La Nuit des morts-vivants (1990)
Night of the Living Dead
1 h 32 min. Sortie : 5 octobre 1999 (France). Épouvante-Horreur
Film de Tom Savini
Morrinson a mis 3/10.
Annotation :
J'ai beaucoup de mal à comprendre d'où le film tient sa réputation et d'où provient une moyenne aussi faramineuse pour ce qui n'est qu'un très mauvais remake et une très mauvaise série B.
Déjà, tout le propos assez sulfureux (à l'époque du Romero) sur la xénophobie est globalement éliminé. Le personnage noir est liquidé à la fin, mais pour une bonne raison, étant donné sa transformation en zombie. Tout le huis clos dans la maison est d'une paresse et d'un non-intérêt tous deux sidérants, avec la reprise des principaux éléments du film original à la sauce de 1990 (ou plutôt fin des 80s si l'on en juge par le mauvais goût esthétique général). Les effets spéciaux sont certes bien supérieur à l'original, mais le noir et blanc cachait la misère... Ici, tout est exposé sans décence.

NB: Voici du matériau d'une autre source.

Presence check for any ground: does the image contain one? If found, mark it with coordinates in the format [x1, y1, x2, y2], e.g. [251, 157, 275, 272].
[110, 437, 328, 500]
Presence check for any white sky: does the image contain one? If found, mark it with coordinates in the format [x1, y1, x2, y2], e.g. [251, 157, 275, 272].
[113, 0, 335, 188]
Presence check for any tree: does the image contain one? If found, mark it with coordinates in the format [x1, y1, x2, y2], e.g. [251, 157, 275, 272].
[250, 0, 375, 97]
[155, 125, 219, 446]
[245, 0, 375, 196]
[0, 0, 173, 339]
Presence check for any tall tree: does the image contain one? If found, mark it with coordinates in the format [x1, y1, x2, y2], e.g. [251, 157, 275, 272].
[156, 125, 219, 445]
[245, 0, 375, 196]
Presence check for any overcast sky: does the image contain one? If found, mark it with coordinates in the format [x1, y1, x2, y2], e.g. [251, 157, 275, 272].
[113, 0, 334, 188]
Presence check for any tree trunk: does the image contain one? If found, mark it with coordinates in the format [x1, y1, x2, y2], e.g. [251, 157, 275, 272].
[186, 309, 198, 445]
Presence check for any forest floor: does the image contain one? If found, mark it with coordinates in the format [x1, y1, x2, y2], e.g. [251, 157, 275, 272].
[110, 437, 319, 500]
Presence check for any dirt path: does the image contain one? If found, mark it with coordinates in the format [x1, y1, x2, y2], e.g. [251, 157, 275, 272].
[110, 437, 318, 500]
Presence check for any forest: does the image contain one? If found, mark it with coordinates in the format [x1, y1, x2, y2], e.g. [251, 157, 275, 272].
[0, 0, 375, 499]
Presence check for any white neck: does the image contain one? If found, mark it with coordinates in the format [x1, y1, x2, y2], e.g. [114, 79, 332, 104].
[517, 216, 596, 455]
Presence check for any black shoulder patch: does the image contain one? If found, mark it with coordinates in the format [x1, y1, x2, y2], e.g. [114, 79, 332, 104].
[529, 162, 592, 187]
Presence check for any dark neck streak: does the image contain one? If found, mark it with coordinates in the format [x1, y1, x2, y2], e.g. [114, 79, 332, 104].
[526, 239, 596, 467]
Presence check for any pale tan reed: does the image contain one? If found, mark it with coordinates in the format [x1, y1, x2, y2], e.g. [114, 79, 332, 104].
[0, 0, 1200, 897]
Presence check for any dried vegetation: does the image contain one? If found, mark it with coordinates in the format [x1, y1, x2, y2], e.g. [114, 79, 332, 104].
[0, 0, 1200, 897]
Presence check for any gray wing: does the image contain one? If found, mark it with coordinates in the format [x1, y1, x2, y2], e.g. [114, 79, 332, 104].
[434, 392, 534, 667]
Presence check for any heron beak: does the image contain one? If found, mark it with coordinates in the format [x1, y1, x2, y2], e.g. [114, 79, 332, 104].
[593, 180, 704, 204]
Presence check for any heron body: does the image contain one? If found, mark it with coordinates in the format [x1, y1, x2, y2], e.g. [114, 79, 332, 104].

L'idée de proposer un point de vue différent en se concentrant sur la fin sur un personnage féminin fort, mais cette perspective n'est que très peu exploitée et n'est pas à la hauteur de l'échange ainsi opéré. Il y a bien un début d'idée dans le portrait qui est fait des rednecks libérateurs, finalement aussi cons (et plus cruels) que les zombies et démontrant un sadisme certains dans l'acharnement sur les zombies, passés du côté du phénomène de foire à la toute fin. Un trait vraiment trop appuyé, qui ne se savoure pas avec finesse tant le portrait des bassesses humaines est réalisé au stabilo.
Peu d'inspiration, et une relecture d'un mythe qui se résume à un bel échec, partagé entre ridicule et insupportable. Non, vraiment, je ne comprend pas la magnanimité qui prédomine autour de ce film.